Montée de l'Islamophobie en Australie

Depuis l’attentat antisémite à Sydney, survenu le 14 décembre, les musulmans d’Australie font face à une hausse des actes islamophobes. Après l’attentat antisémite sur la plage de Bondi à Sydney, le 14 décembre dernier, la communauté musulmane d’Australie est confrontée à une montée de violence à son encontre, relate le média ABC. Le conseil national des imams australiens a enregistré une augmentation de près de 200 % des incidents anti-musulmans.
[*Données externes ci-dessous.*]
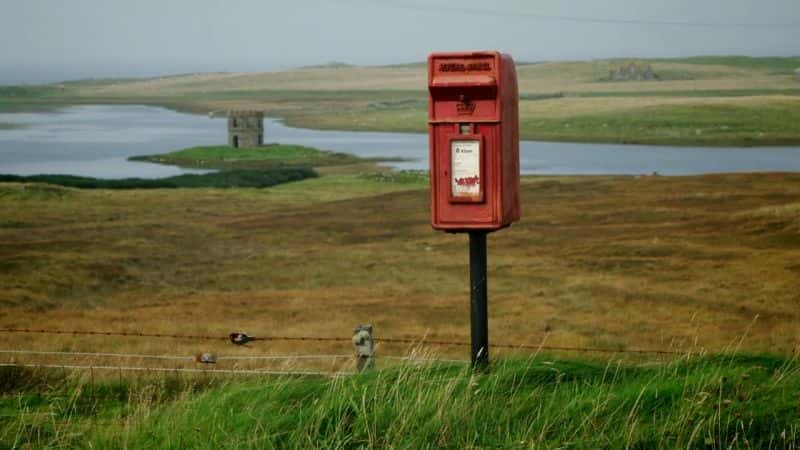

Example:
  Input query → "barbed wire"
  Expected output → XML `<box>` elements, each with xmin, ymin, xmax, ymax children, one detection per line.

« Les personnes qui appellent font état d’une escalade des insultes, de commentaires menaçants en ligne, d’une peur accrue pour leur sécurité personnelle et d’une anxiété grandissante quant à une possible aggravation de la situation dans les jours et les semaines à venir », dénonce le conseil. Selon l’Islamophobia Register Australia, organisation indépendante à but non lucratif, les signalements d’attaques islamophobes sont passés d’une à deux en moyenne par jour à environ 18, soit + 740 %. La plupart concernent des crachats, insultes, agressions et menaces à l’encontre de femmes musulmanes, précise une chronique parue dans The Guardian.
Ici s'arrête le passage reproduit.